Sí, estamos aquí para alabar al Señor, y lo hacemos
reafirmando nuestra voluntad de ser instrumentos suyos, para que alaben a Dios
no sólo algunos pueblos, sino todos. Con la misma parresia de Pablo y
Bernabé, queremos anunciar el Evangelio a nuestros jóvenes para que encuentren
a Cristo y se conviertan en constructores de un mundo más fraterno. En este
sentido, quisiera reflexionar con ustedes sobre tres aspectos de nuestra
vocación: llamados por Dios, llamados a anunciar el Evangelio, llamados a
promover la cultura del encuentro.
1. Llamados por Dios. Creo que es importante
reavivar siempre en nosotros este hecho, que a menudo damos por descontado
entre tantos compromisos cotidianos: «No son ustedes los que me eligieron a mí,
sino yo el que los elegí a ustedes», dice Jesús (Jn 15,16). Es un
caminar de nuevo hasta la fuente de nuestra llamada. Por eso un obispo, un
sacerdote, un consagrado, una consagrada, un seminarista, no puede ser un
desmemoriado. Pierde la referencia esencial al inicio de su camino. Pedir la
gracia, pedirle a la Virgen, Ella tenía buena memoria, la gracia de ser
memoriosos, de ese primer llamado. Hemos sido llamados por Dios y
llamados para permanecer con Jesús (cf. Mc 3,14), unidos a él. En
realidad, este vivir, este permanecer en Cristo, marca todo lo que somos y lo
que hacemos. Es precisamente la «vida en Cristo» que garantiza nuestra eficacia
apostólica y la fecundidad de nuestro servicio: «Soy yo el que los elegí a
ustedes, y los destiné para que vayan y den fruto, y ese fruto sea verdadero»(Jn
15,16). No es la creatividad, por más pastoral que sea, no son los encuentros o
las planificaciones lo que aseguran los frutos, si bien ayudan y mucho, sino lo
que asegura el fruto es ser fieles a Jesús, que nos dice con insistencia:
«Permanezcan en mí, como yo permanezco en ustedes»(Jn 15,4). Y sabemos
muy bien lo que eso significa: contemplarlo, adorarlo y abrazarlo en nuestro
encuentro cotidiano con él en la Eucaristía, en nuestra vida de oración, en
nuestros momentos de adoración, y también reconocerlo presente y abrazarlo en
las personas más necesitadas. El «permanecer» con Cristo no significa aislarse,
sino un permanecer para ir al encuentro de los otros. Quiero acá recordar
algunas palabras de la beata Madre Teresa de Calcuta. Dice así: «Debemos estar
muy orgullosos de nuestra vocación, que nos da la oportunidad de servir a Cristo
en los pobres. Es en las «favelas»", en los «cantegriles»,
en las «villas miseria» donde hay que ir a buscar y servir a Cristo.

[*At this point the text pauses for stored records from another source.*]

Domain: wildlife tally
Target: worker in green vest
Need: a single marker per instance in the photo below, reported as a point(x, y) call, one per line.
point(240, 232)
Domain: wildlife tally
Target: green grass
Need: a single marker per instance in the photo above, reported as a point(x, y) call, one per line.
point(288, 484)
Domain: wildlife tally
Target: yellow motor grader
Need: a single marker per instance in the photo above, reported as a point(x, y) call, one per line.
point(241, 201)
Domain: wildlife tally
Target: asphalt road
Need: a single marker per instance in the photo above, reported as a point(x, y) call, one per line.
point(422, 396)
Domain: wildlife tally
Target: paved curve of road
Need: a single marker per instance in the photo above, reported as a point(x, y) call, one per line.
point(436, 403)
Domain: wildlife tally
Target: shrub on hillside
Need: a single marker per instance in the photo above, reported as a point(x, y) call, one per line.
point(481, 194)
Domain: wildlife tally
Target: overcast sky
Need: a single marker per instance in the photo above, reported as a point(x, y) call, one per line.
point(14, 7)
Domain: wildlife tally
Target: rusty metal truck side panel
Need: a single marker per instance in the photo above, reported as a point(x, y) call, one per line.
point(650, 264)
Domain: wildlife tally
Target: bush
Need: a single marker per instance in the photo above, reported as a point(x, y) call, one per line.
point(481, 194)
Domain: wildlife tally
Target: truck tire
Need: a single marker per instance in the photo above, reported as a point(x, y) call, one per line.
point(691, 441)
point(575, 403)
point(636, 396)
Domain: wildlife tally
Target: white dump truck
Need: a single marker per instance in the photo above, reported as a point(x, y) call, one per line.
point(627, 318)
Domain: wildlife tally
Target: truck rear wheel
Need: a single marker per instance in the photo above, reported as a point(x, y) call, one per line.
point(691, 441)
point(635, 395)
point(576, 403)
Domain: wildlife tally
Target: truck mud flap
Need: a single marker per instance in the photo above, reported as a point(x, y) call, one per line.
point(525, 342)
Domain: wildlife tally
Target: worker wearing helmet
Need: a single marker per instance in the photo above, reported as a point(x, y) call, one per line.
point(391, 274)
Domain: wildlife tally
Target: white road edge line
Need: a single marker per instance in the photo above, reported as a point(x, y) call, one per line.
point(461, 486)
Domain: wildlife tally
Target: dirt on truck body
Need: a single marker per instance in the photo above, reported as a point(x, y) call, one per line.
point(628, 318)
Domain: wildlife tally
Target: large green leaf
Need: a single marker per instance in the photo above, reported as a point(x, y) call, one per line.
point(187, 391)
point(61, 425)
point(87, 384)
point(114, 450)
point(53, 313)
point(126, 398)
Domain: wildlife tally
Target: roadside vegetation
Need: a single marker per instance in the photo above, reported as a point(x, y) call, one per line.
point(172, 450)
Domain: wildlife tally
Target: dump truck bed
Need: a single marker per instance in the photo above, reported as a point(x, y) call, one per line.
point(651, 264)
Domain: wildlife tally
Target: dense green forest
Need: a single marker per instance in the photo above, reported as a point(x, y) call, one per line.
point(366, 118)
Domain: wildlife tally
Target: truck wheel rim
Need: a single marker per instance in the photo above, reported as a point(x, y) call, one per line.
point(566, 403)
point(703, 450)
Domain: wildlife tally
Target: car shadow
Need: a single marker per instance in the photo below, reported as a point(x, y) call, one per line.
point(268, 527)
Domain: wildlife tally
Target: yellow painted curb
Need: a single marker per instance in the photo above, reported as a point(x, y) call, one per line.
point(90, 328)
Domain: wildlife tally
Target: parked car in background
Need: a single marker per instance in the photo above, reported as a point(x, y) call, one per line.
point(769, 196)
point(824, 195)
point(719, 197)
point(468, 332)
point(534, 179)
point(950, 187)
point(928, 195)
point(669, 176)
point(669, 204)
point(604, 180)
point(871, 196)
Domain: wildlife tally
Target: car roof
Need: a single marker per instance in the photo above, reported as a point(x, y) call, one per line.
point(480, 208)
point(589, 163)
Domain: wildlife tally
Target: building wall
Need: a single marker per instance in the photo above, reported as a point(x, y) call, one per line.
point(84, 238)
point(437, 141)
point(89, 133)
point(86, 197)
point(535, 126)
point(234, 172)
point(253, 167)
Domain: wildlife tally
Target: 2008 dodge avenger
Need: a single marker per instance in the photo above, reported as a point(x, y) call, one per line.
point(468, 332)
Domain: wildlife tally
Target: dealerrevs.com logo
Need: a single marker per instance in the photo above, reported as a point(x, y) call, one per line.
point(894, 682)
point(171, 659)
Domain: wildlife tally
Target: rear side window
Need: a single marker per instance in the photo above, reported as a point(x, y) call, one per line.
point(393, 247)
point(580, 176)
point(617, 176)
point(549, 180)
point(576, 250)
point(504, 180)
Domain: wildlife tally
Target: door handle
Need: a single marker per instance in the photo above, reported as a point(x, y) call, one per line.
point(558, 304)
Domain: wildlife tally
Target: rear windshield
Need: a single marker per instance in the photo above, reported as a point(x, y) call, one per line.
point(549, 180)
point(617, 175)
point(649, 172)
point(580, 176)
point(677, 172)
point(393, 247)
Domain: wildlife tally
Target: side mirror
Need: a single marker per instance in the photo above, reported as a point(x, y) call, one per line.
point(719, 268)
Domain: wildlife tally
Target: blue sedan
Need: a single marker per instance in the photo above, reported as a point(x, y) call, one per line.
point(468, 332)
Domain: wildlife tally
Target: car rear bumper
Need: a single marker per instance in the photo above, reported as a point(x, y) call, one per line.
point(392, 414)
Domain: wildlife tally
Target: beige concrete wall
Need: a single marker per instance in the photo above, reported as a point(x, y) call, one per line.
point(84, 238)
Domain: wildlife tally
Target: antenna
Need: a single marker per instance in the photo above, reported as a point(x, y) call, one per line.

Debemos ir a ellos como el sacerdote se acerca al altar: con alegría» (Mother
Instructions, I, p. 80). Hasta aquí la beata. Jesús, es el
Buen Pastor, es nuestro verdadero tesoro, por favor, no lo borremos de nuestra
vida. Enraicemos cada vez más nuestro corazón en él (cf. Lc 12,34).
2. Llamados a anunciar el Evangelio. Muchos
de ustedes, queridos Obispos y sacerdotes, si no todos, han venido para
acompañar a los jóvenes a la Jornada Mundial de la Juventud. También ellos han
escuchado las palabras del mandato de Jesús: «Vayan, y hagan discípulos a todas
las naciones» (cf. Mt 28,19). Nuestro compromiso de pastores es
ayudarles a que arda en su corazón el deseo de ser discípulos misioneros de
Jesús. Ciertamente, muchos podrían sentirse un poco asustados ante esta
invitación, pensando que ser misioneros significa necesariamente abandonar el
país, la familia y los amigos. Dios quiere que seamos misioneros. ¿Dónde
estamos? Donde Él nos pone: en nuestra Patria, o donde Él nos ponga. Ayudemos a
los jóvenes a darse cuenta de que ser discípulos misioneros es una consecuencia
de ser bautizados, es parte esencial del ser cristiano, y que el primer lugar
donde se ha de evangelizar es la propia casa, el ambiente de estudio o de
trabajo, la familia y los amigos.Ayudemos a los jóvenes. Pongámosle la oreja
para escuchar sus ilusiones. Necesitan ser escuchados. Para escuchar sus
logros, para escuchar sus dificultades, hay que estar sentados, escuchando
quizás el mismo libreto, pero con música diferente, con identidades diferentes.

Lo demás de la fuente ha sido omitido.